Methods : Subjects, ages 9 to 30 years, with AI were recruited. Anterior segment optical coherence tomography was used to measure maximum ciliary thickness (CMTMAX) and ciliary muscle thickness at 1mm (CMT1), 2mm (CMT2) and 3 mm (CMT3) posterior to the scleral spur of the right eye while subjects viewed a distance target before and after therapy. Therapy consisted of 8 weeks of in-office weekly accommodative therapy (1 hour/week) with home reinforcement therapy (15 minutes/day, 5 days/week).

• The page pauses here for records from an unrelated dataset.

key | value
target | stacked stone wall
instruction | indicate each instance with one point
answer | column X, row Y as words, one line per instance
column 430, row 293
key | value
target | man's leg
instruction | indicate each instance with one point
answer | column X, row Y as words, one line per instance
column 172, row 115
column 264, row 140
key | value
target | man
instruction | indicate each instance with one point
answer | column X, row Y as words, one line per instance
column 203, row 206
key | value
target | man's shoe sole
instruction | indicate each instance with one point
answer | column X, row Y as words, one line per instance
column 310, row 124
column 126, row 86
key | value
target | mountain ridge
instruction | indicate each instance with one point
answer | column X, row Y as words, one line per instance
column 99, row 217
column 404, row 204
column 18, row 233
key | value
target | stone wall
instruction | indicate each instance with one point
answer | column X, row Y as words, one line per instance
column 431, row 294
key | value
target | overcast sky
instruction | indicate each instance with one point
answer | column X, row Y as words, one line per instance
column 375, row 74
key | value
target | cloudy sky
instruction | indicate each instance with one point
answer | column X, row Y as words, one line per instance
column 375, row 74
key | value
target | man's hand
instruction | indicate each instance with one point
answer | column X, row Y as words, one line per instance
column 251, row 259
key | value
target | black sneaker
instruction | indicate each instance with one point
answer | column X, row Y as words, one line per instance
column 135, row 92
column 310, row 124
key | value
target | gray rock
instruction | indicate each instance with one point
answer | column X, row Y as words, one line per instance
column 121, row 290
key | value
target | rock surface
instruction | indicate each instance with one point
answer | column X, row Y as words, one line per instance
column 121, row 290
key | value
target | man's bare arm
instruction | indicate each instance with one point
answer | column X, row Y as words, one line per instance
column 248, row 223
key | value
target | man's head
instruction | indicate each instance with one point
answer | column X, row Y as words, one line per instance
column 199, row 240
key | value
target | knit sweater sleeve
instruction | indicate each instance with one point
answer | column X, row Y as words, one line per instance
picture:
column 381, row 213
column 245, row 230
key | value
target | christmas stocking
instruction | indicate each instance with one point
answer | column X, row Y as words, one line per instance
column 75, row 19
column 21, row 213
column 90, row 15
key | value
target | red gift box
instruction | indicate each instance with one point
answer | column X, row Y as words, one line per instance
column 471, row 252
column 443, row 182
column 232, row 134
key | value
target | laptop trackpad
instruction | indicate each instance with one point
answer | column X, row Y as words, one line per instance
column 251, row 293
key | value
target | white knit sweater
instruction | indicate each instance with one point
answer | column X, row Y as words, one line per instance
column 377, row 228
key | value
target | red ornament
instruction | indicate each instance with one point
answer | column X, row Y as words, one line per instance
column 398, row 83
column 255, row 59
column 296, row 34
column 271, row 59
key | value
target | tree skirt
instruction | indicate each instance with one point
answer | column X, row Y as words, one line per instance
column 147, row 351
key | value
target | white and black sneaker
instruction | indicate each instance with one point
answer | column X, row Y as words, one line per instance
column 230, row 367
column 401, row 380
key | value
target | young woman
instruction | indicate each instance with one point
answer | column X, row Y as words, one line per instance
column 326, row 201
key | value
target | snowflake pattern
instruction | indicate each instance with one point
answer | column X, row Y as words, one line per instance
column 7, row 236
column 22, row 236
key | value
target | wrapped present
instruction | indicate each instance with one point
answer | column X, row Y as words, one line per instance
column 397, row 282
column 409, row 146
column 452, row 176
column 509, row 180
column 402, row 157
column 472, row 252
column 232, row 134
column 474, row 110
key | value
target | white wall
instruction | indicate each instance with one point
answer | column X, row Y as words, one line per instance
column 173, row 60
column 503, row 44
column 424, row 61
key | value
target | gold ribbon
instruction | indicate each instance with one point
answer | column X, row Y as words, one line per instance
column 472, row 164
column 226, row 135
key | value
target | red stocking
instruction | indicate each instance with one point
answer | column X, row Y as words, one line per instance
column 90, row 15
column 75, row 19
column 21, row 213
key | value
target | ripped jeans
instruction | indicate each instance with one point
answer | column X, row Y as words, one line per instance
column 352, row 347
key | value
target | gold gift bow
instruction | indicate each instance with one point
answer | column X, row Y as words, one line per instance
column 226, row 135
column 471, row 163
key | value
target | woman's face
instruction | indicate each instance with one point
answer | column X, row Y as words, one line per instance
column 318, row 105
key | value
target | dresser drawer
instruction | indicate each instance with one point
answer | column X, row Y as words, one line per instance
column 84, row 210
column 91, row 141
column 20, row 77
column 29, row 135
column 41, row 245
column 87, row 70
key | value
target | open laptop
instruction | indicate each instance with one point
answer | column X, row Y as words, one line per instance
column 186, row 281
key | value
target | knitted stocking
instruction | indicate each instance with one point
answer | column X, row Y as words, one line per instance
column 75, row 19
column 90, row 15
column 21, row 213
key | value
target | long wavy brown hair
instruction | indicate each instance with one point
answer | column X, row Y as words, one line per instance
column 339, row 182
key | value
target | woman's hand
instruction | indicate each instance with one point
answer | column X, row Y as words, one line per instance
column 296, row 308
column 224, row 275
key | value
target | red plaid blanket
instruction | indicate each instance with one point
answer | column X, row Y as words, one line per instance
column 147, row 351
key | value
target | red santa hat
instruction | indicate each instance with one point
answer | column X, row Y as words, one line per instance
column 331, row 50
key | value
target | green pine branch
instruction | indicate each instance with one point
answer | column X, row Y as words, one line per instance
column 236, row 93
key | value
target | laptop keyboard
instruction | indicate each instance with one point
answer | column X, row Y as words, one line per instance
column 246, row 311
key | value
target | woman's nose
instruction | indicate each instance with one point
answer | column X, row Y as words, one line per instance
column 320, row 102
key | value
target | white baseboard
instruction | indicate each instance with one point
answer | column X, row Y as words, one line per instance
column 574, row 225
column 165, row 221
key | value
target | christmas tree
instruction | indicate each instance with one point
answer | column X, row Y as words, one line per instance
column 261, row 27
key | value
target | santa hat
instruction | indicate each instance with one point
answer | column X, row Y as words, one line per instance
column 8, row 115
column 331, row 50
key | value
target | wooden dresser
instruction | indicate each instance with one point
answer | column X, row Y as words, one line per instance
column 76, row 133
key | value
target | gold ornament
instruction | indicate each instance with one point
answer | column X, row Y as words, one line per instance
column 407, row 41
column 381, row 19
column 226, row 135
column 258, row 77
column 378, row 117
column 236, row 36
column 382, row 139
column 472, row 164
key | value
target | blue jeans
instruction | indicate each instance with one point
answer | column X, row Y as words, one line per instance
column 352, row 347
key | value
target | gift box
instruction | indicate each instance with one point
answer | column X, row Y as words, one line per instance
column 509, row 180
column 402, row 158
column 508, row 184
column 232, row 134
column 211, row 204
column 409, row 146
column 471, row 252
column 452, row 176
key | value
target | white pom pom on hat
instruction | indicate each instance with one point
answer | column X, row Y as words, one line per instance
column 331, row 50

Results : Subjects with AI (N = 16, mean age = 17.4 years) were enrolled and completed the therapy. CMT measurements at baseline were 776.96 ± 67.12µm at CMTMAX, 756.76 ± 66.91µm at CMT1, 554.14 ± 74.30µm at CMT2, and 335.14 ± 49.48µm at CMT3. After accommodative therapy, CMT measurements showed thickening of at least 20μm (CMTMAX: mean difference 31.54µm, p=0.012; CMT1: 28.42 µm, p=0.043, CMT2: 40.42 µm, p=0.006, CMT3: 21.59 µm, p=0.009).

Conclusions : Accommodative therapy increased CMT in subjects with AI. The increase in muscle thickness provides a potential mechanism for the improvements in signs and symptoms seen with therapy.

This is an abstract that was submitted for the 2017 ARVO Annual Meeting, held in Baltimore, MD, May 7-11, 2017.